The Rhinemaiden scene mentioned above for instance, was charmingly comic, and an inspired interlude before things got extremely serious. Or Siegfried showing a sensitive side to Mime when the wretched dwarf is finally forced to reveal something about the hero’s parents.

Some of the symbols worked well over the course of the dramas, with the Tarnhelm later forming the Gibichung Hall; or Wotan’s Rheingold treaties forming a damning pile in the second act of Die Walkure, then appearing in the insouciant hands of the Wanderer in Siegfried; or a veil with horrible significance in Rheingold reappearing in Hagen’s case in Gotterdammerung. 

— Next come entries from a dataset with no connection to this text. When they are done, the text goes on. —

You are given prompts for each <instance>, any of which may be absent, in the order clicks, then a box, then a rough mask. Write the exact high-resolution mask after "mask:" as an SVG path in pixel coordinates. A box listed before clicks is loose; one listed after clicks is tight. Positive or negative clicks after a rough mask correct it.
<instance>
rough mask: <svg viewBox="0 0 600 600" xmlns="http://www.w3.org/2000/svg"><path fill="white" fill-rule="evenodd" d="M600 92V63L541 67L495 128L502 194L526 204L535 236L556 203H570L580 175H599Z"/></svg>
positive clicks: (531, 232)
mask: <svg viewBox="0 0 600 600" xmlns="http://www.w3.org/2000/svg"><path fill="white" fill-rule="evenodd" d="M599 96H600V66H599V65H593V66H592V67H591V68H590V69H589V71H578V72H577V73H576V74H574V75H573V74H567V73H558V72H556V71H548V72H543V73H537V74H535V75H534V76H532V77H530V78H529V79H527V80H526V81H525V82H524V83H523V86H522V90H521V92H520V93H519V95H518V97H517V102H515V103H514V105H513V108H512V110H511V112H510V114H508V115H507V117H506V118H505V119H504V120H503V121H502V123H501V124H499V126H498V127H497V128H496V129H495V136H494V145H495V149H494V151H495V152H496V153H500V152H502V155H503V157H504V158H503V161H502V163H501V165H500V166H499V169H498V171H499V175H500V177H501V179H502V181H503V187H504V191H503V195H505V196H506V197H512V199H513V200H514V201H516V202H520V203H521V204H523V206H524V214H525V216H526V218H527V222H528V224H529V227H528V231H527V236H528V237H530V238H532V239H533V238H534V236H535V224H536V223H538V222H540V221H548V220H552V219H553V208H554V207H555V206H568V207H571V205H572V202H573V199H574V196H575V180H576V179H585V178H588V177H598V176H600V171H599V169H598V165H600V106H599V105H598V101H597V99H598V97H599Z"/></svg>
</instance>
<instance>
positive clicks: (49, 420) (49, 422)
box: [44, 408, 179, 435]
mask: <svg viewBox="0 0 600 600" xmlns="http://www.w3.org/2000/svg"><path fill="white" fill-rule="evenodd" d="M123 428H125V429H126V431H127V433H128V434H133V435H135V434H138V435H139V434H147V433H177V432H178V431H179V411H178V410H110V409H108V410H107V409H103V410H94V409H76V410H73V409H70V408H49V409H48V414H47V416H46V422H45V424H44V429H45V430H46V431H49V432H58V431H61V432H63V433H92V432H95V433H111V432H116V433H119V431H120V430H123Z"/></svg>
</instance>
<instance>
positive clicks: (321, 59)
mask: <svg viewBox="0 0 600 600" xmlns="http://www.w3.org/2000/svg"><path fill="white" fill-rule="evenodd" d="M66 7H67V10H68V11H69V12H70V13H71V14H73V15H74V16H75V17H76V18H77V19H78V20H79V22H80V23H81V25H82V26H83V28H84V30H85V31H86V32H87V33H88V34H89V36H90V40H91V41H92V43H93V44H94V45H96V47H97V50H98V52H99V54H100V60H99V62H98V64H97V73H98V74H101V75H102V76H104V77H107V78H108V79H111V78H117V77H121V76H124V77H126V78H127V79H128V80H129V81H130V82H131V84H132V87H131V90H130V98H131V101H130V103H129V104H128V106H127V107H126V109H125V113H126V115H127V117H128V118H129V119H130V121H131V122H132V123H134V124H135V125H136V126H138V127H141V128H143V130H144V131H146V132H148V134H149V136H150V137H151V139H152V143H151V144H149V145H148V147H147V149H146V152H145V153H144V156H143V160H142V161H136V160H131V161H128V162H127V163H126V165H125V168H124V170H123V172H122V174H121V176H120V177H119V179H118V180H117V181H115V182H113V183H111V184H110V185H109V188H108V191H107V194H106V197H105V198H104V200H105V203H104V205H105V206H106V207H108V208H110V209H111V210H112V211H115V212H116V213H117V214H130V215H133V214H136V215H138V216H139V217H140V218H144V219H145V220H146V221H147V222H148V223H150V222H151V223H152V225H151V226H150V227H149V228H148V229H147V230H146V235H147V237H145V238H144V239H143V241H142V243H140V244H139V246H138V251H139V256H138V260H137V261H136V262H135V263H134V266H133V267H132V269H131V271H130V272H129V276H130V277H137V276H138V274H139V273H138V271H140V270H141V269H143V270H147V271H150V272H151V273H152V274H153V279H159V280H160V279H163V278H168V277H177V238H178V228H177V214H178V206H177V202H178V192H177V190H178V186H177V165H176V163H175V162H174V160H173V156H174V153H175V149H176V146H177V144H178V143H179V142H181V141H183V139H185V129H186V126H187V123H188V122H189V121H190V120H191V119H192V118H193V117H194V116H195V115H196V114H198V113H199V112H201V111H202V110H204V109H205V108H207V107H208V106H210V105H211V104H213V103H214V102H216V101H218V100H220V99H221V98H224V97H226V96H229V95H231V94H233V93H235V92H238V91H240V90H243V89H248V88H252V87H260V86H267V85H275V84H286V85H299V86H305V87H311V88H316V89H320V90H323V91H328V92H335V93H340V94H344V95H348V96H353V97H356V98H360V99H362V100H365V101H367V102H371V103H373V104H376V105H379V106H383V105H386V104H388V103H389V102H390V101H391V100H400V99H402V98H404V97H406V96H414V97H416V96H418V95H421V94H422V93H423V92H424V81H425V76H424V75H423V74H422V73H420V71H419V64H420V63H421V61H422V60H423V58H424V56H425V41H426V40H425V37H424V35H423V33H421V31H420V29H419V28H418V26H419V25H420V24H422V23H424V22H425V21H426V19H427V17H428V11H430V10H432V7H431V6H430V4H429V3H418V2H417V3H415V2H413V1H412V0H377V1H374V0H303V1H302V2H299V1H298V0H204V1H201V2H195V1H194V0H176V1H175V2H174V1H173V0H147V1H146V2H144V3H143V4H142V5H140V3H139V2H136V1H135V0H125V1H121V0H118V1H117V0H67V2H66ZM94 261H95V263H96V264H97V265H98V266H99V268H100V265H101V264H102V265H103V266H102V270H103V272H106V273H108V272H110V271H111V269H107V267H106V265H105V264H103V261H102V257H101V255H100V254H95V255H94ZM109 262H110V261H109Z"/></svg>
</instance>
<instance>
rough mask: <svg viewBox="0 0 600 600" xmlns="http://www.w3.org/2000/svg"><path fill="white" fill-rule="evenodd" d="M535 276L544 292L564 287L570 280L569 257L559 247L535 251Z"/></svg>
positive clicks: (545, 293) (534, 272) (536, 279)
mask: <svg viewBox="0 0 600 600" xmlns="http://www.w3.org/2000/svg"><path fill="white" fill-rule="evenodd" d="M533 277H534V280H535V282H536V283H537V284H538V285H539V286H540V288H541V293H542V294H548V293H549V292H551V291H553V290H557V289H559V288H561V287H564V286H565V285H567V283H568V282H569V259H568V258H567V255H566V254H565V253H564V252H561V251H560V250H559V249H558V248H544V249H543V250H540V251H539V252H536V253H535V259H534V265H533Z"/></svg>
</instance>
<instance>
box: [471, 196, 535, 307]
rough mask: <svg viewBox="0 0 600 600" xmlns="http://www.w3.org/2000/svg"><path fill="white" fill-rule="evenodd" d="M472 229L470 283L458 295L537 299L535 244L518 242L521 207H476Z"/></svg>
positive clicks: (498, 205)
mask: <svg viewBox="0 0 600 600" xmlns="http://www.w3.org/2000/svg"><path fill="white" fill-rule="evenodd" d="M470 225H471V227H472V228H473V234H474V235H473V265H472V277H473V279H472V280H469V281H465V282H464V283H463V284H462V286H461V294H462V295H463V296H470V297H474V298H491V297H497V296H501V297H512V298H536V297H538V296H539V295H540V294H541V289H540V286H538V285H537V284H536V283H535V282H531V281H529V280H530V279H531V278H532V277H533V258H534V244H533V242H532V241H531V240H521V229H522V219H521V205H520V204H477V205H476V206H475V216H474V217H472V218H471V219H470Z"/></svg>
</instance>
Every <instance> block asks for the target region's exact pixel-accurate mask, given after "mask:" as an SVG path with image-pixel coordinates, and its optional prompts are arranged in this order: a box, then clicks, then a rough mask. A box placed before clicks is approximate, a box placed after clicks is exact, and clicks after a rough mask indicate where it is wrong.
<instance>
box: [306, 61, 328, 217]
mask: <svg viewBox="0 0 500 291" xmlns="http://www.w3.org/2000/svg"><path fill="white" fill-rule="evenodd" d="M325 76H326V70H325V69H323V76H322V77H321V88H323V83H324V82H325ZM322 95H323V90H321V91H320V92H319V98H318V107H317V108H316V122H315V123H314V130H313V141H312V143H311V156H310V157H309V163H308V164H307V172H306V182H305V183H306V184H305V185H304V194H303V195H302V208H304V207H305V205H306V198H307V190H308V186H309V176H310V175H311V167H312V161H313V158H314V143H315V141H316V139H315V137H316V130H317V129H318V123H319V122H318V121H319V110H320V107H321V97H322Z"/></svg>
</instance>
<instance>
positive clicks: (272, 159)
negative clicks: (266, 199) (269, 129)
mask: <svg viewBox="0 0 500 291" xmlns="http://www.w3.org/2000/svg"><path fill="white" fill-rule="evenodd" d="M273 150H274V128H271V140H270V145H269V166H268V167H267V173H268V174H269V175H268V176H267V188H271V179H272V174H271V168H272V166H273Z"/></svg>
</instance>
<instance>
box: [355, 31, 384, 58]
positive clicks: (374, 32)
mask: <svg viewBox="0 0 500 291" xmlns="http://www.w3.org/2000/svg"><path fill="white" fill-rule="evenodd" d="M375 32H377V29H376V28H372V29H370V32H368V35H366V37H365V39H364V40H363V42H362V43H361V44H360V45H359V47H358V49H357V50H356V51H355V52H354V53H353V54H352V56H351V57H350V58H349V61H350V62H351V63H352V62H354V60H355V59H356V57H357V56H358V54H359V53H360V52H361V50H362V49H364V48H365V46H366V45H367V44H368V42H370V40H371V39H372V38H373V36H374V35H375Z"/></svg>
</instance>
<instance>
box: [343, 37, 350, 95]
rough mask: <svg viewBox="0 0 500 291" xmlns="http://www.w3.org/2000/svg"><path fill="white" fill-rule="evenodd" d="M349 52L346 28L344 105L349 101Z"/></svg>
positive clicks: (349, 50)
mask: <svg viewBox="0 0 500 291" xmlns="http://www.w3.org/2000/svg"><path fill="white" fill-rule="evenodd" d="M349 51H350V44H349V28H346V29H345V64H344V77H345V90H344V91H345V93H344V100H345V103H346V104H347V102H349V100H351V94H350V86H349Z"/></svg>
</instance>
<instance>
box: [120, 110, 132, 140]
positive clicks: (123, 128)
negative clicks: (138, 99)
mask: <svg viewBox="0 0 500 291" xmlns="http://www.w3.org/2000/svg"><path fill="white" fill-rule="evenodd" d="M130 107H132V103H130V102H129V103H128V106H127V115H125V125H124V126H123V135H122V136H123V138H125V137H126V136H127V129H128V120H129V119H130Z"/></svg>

My mixed, but generally negative, feelings about the visual side of the production continue with the musical side.
In particular, I disliked the conducting. Antonio Pappano gave us beauty, with occasional intense or even ferocious touches, as with a magnificent Funeral March in the fourth part. But I also found myself unsettled and generally bored with the music, which implies he didn’t grasp its flow. The finale of Siegfried was especially dispiriting, with none of the soaring rhapsody I expected.
The singers were generally much more consistent, with Susan Bullock an especially radiant and heartfelt human Brunnhilde, though generally not convincing as a goddess in her first act.
Bryn Terfel’s Wotan was memorable, and for reasons consistent with the production, which is not to say I thought it did the character justice: a lot of anger, little beauty or nobility. Volke’s Siegfried was disappointing in his first act, but was clearly saving his voice, as he at least managed to sing all the way through. That this is cause for relief suggests I set the bar very low. I didn’t notice any great beauty or even variety in his voice, and his acting wasn’t a highlight.
Other roles varied from good to excellent, with only the Alberich and the Gunther not meeting the highest standards.